Let us compare the 4-bounce hybrid monochromator with a diffraction system in which the 4-crystal monochromators can be used together with a separate X-ray mirror; the so-called Extended MRD.

11. Extended MRD
Mirror with Ge(220) and Ge(220) asymmetrically channel-cut monochromator
Compare with four-bounce hybrid monochromator
and with Ge(220) point focus
In this case, we will compare the following configurations:
tube focus: line
X-ray mirror with 4-crystal Ge(220) monochromator
X-ray mirror with asymmetrically cut 4-crystal Ge(220) monochromator
4-bounce hybrid monochromator
tube focus: point
4-crystal Ge(220) monochromator

12. It is clear that in this case the difference between the hybrid monochromator and the mirror + 4-crystal monochromators is less pronounced.

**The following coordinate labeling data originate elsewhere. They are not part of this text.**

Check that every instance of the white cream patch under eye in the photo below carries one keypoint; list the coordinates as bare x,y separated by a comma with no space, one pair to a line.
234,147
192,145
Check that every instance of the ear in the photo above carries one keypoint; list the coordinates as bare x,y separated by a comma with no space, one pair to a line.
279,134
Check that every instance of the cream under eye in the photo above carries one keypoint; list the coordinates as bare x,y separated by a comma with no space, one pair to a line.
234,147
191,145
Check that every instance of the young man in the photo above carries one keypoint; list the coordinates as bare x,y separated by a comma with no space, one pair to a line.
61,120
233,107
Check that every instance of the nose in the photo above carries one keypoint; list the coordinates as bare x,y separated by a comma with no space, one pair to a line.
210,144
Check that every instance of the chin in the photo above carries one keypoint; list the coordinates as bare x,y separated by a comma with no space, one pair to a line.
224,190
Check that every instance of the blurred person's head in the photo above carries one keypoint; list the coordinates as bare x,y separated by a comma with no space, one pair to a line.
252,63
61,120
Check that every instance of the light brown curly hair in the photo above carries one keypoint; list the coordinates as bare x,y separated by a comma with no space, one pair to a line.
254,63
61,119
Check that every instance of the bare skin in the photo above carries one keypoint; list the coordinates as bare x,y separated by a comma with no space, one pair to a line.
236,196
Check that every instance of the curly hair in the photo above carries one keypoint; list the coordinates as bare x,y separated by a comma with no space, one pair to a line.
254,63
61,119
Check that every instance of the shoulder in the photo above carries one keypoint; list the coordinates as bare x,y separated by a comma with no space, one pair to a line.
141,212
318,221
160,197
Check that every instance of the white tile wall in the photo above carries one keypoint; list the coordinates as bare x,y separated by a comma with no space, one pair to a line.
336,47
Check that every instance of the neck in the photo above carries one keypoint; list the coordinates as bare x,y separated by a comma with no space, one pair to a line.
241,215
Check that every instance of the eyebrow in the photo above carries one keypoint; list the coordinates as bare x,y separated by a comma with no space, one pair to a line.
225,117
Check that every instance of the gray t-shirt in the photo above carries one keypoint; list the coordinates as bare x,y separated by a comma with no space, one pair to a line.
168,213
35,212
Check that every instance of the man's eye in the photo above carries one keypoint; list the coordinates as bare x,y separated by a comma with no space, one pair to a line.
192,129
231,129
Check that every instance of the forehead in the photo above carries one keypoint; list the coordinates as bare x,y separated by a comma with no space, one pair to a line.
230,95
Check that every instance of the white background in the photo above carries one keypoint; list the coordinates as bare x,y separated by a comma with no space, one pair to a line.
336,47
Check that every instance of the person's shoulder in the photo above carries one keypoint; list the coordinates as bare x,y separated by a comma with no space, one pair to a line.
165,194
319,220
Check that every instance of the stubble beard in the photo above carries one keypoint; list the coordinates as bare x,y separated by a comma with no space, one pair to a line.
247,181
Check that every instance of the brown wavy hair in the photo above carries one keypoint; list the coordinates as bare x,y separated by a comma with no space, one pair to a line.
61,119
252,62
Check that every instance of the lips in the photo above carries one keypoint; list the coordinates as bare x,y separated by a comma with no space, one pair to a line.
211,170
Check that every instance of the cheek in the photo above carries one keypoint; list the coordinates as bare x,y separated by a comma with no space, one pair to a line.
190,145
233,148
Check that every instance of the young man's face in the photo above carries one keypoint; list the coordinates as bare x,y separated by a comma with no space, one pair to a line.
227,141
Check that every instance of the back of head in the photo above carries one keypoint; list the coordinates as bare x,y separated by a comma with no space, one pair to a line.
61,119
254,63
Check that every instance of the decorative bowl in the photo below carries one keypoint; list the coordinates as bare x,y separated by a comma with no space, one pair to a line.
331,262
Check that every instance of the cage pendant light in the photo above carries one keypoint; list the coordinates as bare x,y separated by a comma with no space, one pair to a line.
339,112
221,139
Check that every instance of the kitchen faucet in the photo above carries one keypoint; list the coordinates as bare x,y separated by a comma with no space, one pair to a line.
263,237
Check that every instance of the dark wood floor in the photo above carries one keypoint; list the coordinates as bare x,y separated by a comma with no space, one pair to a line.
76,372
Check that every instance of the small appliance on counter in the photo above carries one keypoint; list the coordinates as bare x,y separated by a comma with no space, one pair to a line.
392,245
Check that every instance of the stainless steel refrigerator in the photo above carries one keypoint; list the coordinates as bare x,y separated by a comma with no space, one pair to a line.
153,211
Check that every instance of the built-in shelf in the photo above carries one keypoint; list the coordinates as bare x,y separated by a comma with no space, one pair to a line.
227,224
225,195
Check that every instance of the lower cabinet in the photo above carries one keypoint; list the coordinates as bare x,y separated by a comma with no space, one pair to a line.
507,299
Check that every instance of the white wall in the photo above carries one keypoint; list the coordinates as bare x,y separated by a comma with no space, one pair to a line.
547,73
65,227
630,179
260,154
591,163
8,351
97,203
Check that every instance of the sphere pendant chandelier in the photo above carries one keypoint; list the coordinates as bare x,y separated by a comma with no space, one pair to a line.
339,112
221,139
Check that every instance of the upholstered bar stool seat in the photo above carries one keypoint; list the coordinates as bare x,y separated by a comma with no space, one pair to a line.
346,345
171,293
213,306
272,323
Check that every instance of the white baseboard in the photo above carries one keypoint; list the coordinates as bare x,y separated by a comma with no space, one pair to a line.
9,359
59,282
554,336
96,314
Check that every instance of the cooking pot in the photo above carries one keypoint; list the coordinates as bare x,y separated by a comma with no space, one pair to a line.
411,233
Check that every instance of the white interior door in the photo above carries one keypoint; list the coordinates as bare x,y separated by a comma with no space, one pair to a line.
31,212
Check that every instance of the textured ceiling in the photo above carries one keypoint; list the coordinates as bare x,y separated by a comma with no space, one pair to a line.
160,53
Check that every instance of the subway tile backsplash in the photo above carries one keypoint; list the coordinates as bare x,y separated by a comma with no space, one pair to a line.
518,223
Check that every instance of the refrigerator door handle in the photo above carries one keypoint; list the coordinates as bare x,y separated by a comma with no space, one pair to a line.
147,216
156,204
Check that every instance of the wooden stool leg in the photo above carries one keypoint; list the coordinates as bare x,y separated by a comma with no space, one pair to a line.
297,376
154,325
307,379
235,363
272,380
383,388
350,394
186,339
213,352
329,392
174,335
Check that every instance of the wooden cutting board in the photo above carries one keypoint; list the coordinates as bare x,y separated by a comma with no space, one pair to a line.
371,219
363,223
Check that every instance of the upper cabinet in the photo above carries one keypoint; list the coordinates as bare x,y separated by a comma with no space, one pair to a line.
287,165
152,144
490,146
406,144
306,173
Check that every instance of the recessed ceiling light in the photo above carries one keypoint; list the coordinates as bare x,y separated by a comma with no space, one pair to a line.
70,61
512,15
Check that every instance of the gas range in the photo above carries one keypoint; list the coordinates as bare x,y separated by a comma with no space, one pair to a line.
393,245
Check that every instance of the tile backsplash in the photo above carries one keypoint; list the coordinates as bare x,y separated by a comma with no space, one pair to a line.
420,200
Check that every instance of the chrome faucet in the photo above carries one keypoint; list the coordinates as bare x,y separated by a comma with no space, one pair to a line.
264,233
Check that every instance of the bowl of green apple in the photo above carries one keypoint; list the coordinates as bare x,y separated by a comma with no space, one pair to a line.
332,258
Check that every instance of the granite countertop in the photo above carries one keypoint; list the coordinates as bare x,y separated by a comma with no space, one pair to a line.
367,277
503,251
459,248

13. Especially in this picture it can be seen that the resolution of the 4-bounce hybrid monochromator is comparable to the asymmetrically cut 4-crystal Ge(220) monochromator in combination with the separate X-ray mirror.

14. Conclusions (1)
Let us compare the intensities of the possible incident beam optical modules for the analysis of epitaxial layers.

15. Conclusions (2)
The four-bounce hybrid monochromator is an excellent tool for fast measurements of rocking curves and reciprocal space maps
It can best be used when high intensity is required in combination with moderate resolution
When ultra-high resolution is required, it is easy to change to a four-crystal monochromator
In this talk I have introduced the hybrid monochromator to you.
Two types of hybrid monochromator exist, the 2-bounce and the 4-bounce hybrid monochromator. The 4-bounce types is mainly designed for measuring rocking curves and reciprocal space maps.
It can best be used when a high intensity is required at moderate resolution. When ultra-high resolution is required, the hybrid monochromator can easily be exchanged for a four-crystal monochromator.
The ultimate flexibility is possible with an extended-MRD, in which the mirror and four-crystal monochromators can be used together. The hybrid monochromator, however gives the highest intensity and can also be used on standard MRD systems.